MRO Magazine

Fitch Rates Washington County, VA’s Revenue Bonds ‘AA-‘; Outlook Stable

May 12, 2016 | By Business Wire News

NEW YORK

Fitch Ratings has assigned a rating of ‘AA-‘ to the following revenue bonds to be issued by the Industrial Development Authority (IDA) of Washington County, Virginia:

–$14.36 million public facilities lease revenue refunding bonds, series 2016.

The bonds are being issued to refund the IDA lease revenue bonds, series 2010 for significant debt service savings. The bonds will be priced via competitive sale the week of May 23.
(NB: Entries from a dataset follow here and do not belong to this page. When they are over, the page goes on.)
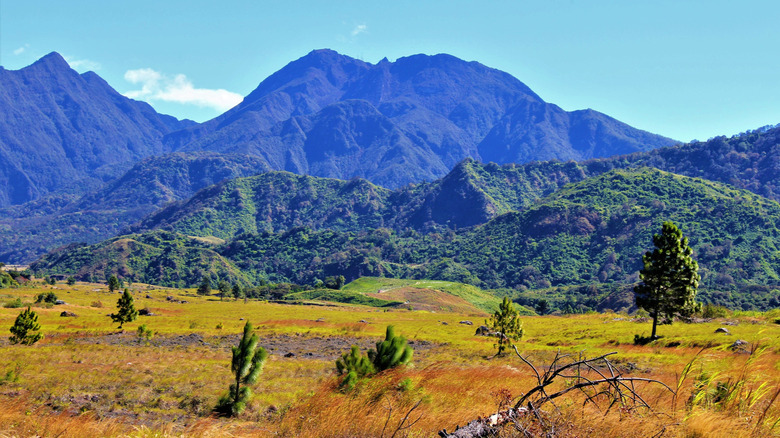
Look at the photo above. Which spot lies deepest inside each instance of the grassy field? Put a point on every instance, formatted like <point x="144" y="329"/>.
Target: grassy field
<point x="86" y="378"/>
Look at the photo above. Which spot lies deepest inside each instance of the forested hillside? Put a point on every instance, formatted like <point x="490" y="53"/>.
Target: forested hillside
<point x="592" y="232"/>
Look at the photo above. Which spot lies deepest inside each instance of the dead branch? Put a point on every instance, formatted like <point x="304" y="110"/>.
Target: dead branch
<point x="595" y="378"/>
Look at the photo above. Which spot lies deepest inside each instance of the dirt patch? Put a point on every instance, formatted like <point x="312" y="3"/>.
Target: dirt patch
<point x="427" y="299"/>
<point x="283" y="346"/>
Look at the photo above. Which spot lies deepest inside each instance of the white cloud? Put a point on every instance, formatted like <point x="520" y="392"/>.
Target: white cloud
<point x="82" y="64"/>
<point x="360" y="28"/>
<point x="21" y="50"/>
<point x="178" y="89"/>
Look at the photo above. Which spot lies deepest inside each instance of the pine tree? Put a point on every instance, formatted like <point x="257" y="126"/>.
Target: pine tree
<point x="248" y="360"/>
<point x="669" y="277"/>
<point x="353" y="366"/>
<point x="205" y="286"/>
<point x="126" y="309"/>
<point x="224" y="288"/>
<point x="237" y="292"/>
<point x="24" y="326"/>
<point x="113" y="283"/>
<point x="391" y="352"/>
<point x="506" y="323"/>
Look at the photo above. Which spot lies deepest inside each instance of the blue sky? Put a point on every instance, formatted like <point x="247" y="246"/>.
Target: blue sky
<point x="684" y="69"/>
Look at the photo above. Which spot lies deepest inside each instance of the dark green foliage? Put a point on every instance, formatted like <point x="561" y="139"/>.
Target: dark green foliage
<point x="7" y="280"/>
<point x="334" y="282"/>
<point x="144" y="332"/>
<point x="14" y="304"/>
<point x="505" y="322"/>
<point x="582" y="241"/>
<point x="46" y="297"/>
<point x="126" y="311"/>
<point x="391" y="352"/>
<point x="113" y="283"/>
<point x="236" y="291"/>
<point x="669" y="277"/>
<point x="205" y="286"/>
<point x="353" y="366"/>
<point x="224" y="289"/>
<point x="246" y="365"/>
<point x="713" y="311"/>
<point x="24" y="329"/>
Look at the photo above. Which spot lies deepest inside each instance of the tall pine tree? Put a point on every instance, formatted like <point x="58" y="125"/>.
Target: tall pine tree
<point x="669" y="277"/>
<point x="25" y="330"/>
<point x="125" y="309"/>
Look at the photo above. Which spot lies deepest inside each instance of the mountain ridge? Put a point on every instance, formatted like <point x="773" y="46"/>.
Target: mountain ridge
<point x="65" y="131"/>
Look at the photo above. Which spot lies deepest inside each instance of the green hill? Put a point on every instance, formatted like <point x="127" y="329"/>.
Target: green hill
<point x="590" y="233"/>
In addition, Fitch has upgraded the county’s Issuer Default Rating (IDR) to ‘AA’ from ‘AA-‘. The upgrade reflects the application of Fitch’s revised ‘U.S. Tax-Supported Rating Criteria’, which was released on April 18, 2016.

The Rating Outlook is Stable.

SECURITY

The lease revenue bonds are limited obligations of the IDA as conduit issuer and are payable from rental payments from the county to the trustee. Payments are equal to debt service and subject to annual appropriation by the county board.

KEY RATING DRIVERS

The ‘AA’ IDR reflects the county’s small long-term liability burden, strong control over revenues and spending, a willingness to raise revenues that has resulted in consistently sound reserves, and Fitch’s expectation for slow revenue growth in the absence of policy action based on the county’s somewhat narrow economy. The ‘AA-‘ lease revenue bonds rating is one notch below the IDR, reflecting the slightly higher degree of optionality associated with appropriation payments compared to the IDR.
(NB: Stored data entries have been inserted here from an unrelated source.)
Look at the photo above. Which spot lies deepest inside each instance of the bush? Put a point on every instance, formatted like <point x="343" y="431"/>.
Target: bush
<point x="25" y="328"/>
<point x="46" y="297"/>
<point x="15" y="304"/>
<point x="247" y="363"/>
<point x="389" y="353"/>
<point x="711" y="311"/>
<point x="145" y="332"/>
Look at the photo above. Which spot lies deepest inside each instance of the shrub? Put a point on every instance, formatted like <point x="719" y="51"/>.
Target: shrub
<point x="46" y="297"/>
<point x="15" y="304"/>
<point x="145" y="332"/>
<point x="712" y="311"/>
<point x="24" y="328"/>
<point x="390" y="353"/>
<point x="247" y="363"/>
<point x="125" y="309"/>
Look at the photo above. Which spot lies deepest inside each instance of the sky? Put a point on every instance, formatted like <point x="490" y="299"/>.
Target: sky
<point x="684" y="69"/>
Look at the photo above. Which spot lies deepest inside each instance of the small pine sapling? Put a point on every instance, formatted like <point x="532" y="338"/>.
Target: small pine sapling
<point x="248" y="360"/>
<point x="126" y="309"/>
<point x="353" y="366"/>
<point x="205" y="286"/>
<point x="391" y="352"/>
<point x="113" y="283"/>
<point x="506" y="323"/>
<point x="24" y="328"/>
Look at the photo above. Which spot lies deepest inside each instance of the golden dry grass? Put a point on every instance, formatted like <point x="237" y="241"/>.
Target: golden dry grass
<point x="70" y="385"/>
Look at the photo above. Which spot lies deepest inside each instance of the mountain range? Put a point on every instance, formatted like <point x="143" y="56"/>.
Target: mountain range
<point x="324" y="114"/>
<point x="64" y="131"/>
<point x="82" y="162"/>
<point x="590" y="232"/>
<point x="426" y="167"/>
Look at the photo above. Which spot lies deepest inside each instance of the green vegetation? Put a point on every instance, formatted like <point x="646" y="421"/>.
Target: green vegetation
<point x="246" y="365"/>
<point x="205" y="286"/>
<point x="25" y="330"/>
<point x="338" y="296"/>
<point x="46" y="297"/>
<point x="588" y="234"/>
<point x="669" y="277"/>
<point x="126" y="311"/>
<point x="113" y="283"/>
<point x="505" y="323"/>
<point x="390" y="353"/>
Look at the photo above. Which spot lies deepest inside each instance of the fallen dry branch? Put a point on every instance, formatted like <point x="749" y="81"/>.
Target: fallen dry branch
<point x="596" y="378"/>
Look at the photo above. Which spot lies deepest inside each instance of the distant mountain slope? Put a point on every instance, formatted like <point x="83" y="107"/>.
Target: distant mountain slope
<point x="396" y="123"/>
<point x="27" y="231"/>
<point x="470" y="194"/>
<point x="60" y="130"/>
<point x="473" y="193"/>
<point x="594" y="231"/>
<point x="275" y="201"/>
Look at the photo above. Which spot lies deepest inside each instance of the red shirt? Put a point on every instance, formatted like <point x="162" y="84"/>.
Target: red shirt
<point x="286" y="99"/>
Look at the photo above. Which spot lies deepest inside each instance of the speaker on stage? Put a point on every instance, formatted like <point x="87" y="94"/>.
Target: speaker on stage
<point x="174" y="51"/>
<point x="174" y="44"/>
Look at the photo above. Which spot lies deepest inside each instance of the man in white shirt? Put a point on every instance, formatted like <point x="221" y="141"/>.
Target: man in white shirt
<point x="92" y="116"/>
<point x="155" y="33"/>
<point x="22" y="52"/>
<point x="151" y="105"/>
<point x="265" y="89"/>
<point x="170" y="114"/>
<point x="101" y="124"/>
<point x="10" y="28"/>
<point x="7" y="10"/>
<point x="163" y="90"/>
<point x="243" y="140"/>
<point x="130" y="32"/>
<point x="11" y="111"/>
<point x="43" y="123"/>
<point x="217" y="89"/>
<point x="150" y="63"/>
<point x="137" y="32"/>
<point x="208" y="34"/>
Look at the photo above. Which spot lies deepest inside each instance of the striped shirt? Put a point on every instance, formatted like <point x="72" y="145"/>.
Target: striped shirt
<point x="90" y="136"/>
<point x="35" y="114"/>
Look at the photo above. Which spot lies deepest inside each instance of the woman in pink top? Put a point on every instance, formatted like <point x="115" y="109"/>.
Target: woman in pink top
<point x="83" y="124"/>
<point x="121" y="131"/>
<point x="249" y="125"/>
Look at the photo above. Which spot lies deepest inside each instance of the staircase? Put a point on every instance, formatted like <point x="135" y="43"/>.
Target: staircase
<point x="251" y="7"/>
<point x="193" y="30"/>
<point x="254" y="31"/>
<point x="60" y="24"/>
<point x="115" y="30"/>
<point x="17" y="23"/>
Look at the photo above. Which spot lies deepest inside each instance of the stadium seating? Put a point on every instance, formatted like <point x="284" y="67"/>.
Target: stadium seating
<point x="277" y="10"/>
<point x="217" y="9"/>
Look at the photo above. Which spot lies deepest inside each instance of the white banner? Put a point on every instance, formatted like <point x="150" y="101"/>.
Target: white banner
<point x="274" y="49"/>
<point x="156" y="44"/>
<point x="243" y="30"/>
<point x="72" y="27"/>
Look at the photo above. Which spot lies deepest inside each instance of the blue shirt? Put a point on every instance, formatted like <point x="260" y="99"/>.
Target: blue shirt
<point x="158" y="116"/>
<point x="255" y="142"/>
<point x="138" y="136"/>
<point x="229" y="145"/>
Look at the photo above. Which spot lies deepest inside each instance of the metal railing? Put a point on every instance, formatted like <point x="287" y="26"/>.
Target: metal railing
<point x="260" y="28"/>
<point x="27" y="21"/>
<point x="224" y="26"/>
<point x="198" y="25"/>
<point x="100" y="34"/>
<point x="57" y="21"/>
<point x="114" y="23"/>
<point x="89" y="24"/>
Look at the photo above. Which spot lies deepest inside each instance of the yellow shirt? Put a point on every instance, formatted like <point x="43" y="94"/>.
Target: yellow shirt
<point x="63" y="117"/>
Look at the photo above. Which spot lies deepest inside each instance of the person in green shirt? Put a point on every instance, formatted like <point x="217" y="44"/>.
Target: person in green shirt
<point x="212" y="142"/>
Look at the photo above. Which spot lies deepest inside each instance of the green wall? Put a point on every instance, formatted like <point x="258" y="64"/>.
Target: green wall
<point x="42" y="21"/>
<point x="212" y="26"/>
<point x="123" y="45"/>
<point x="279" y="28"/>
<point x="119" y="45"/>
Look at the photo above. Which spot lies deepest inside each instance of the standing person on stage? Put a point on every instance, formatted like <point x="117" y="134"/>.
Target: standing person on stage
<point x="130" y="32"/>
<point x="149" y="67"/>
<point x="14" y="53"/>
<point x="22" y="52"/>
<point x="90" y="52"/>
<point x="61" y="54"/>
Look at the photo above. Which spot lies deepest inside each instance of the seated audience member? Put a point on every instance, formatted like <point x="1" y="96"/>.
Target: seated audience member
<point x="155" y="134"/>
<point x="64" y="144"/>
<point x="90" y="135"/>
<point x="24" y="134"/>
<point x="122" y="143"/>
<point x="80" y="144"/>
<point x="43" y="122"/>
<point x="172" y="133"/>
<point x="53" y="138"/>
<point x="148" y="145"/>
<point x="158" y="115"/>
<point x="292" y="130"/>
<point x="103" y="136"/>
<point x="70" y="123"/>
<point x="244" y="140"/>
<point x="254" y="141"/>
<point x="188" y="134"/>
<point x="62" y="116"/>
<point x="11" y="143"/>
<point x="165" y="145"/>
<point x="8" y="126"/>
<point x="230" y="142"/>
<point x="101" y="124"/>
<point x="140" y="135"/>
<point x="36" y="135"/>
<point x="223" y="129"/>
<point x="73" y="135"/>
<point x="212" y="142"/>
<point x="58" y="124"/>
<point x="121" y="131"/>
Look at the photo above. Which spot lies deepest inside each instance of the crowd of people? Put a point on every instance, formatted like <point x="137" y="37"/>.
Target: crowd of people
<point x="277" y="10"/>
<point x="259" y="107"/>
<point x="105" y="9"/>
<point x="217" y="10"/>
Economic Resource Base: Located in southwest Virginia, Washington County (population 54,591 as of 2015 census estimates) is part of the greater Johnson City-Kingsport-Bristol, TN-VA combined statistical area (CSA), commonly known as the ‘Tri-Cities’ region. The economic resource base relies primarily on manufacturing jobs and those from the government sector. Taxable assessed values declined minimally during the recession and have returned to moderate expansion based on new construction and the county’s biennial reassessment schedule.
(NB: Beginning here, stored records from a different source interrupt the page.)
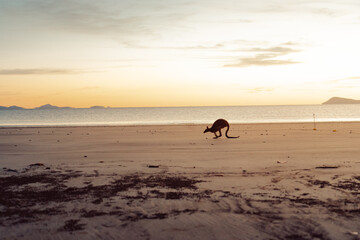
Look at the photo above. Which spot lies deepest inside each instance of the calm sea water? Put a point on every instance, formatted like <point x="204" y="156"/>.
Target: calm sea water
<point x="179" y="115"/>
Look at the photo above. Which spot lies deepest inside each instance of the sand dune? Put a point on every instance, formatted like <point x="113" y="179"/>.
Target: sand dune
<point x="277" y="181"/>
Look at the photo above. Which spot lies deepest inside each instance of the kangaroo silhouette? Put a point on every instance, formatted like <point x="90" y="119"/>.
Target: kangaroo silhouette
<point x="217" y="126"/>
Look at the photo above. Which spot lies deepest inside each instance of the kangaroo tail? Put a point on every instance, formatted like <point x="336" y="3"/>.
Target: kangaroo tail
<point x="227" y="132"/>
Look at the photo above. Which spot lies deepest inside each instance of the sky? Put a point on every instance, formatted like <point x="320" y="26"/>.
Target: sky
<point x="147" y="53"/>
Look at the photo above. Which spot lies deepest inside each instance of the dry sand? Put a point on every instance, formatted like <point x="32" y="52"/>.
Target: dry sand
<point x="277" y="181"/>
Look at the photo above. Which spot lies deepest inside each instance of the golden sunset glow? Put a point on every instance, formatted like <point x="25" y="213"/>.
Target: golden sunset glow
<point x="178" y="53"/>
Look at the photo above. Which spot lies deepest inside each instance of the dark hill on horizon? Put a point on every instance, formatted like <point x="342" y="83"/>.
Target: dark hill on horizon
<point x="339" y="100"/>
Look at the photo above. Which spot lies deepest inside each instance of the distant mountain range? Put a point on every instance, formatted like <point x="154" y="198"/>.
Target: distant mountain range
<point x="46" y="107"/>
<point x="338" y="100"/>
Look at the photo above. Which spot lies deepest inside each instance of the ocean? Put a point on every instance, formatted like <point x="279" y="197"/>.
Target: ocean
<point x="179" y="115"/>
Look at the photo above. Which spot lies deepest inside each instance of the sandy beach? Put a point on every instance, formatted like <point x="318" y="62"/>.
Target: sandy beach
<point x="276" y="181"/>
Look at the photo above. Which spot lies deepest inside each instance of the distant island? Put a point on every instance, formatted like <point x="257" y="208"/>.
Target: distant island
<point x="47" y="107"/>
<point x="338" y="100"/>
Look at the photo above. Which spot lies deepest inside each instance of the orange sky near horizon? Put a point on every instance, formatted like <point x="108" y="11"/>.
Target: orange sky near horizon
<point x="178" y="53"/>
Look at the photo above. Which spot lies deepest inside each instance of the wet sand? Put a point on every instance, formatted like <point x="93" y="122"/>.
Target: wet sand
<point x="277" y="181"/>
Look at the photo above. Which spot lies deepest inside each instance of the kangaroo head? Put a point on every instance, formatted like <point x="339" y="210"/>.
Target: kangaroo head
<point x="207" y="129"/>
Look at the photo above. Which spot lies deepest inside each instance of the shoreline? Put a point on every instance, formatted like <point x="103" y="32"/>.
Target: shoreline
<point x="276" y="181"/>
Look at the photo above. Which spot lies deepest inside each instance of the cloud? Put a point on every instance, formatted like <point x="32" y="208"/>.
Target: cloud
<point x="115" y="19"/>
<point x="326" y="12"/>
<point x="265" y="57"/>
<point x="38" y="71"/>
<point x="259" y="90"/>
<point x="344" y="79"/>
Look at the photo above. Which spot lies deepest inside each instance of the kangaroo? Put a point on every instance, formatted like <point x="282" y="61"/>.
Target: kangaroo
<point x="217" y="126"/>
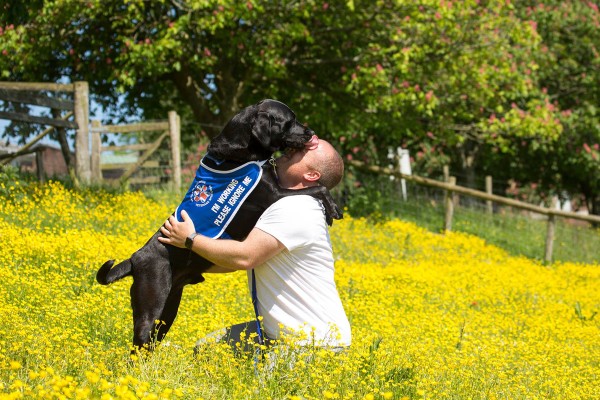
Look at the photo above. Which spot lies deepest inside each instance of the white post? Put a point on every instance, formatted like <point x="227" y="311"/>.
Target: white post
<point x="404" y="165"/>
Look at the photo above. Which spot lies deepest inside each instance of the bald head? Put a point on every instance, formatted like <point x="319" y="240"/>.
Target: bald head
<point x="328" y="162"/>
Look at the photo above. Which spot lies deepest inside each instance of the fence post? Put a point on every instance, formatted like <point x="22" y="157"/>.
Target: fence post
<point x="82" y="151"/>
<point x="449" y="206"/>
<point x="175" y="134"/>
<point x="550" y="232"/>
<point x="39" y="163"/>
<point x="488" y="189"/>
<point x="96" y="149"/>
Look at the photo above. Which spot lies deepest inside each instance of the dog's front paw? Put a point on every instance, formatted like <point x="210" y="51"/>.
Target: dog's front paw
<point x="332" y="211"/>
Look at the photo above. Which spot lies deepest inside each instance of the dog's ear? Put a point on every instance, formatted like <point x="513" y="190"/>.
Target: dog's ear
<point x="261" y="130"/>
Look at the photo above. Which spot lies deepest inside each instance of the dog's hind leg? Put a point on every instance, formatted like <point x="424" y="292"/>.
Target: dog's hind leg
<point x="169" y="313"/>
<point x="147" y="301"/>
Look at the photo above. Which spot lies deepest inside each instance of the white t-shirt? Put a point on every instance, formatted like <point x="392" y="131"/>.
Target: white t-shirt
<point x="296" y="287"/>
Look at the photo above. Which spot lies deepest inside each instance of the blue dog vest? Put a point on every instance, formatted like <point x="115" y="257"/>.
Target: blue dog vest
<point x="215" y="196"/>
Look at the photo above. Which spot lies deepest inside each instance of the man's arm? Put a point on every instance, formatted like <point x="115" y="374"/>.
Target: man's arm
<point x="257" y="248"/>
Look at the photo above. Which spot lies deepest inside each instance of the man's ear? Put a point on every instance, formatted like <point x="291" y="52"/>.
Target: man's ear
<point x="312" y="176"/>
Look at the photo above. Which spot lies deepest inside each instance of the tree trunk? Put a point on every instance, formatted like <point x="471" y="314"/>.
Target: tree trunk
<point x="468" y="154"/>
<point x="64" y="145"/>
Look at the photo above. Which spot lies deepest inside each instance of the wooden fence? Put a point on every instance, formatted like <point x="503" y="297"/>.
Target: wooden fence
<point x="450" y="187"/>
<point x="170" y="127"/>
<point x="35" y="93"/>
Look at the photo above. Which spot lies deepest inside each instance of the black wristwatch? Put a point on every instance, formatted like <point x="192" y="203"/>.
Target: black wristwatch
<point x="189" y="241"/>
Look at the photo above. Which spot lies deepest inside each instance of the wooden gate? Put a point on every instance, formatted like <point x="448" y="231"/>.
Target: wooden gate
<point x="170" y="127"/>
<point x="35" y="93"/>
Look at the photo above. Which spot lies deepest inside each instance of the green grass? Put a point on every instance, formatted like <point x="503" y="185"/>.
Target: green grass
<point x="508" y="228"/>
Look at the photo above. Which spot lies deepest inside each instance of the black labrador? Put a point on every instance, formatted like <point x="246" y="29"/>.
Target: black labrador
<point x="161" y="271"/>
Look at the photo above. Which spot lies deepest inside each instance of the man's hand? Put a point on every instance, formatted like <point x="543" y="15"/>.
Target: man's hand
<point x="176" y="232"/>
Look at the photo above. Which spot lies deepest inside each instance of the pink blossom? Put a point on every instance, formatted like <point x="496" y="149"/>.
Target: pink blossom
<point x="533" y="25"/>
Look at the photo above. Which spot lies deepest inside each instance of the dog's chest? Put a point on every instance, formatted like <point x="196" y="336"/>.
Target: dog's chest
<point x="215" y="195"/>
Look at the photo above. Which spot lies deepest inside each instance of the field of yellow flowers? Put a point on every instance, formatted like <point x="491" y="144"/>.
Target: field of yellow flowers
<point x="433" y="316"/>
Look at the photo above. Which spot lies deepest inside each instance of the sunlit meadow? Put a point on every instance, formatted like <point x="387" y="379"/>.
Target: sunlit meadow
<point x="433" y="316"/>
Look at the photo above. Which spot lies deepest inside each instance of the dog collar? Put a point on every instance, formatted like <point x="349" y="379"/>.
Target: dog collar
<point x="274" y="165"/>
Revenue Framework: ‘aa’ factor assessment

Strong revenue growth over the last 10 years has reflected policy action by the county to increase revenues, among other factors. Fitch expects growth without revenue-raising measures to be slow going forward based on the nature of the county’s revenue system and the make-up of the economy. The county has independent legal ability to increase property taxes without limitation and has done so in the past as necessary.

Expenditure Framework: ‘aa’ factor assessment

Expenditures have grown along the lines of revenues and Fitch expects that trend to continue. The county’s expenditure control flexibility benefits from low carrying costs and the favorable workforce environment in Virginia.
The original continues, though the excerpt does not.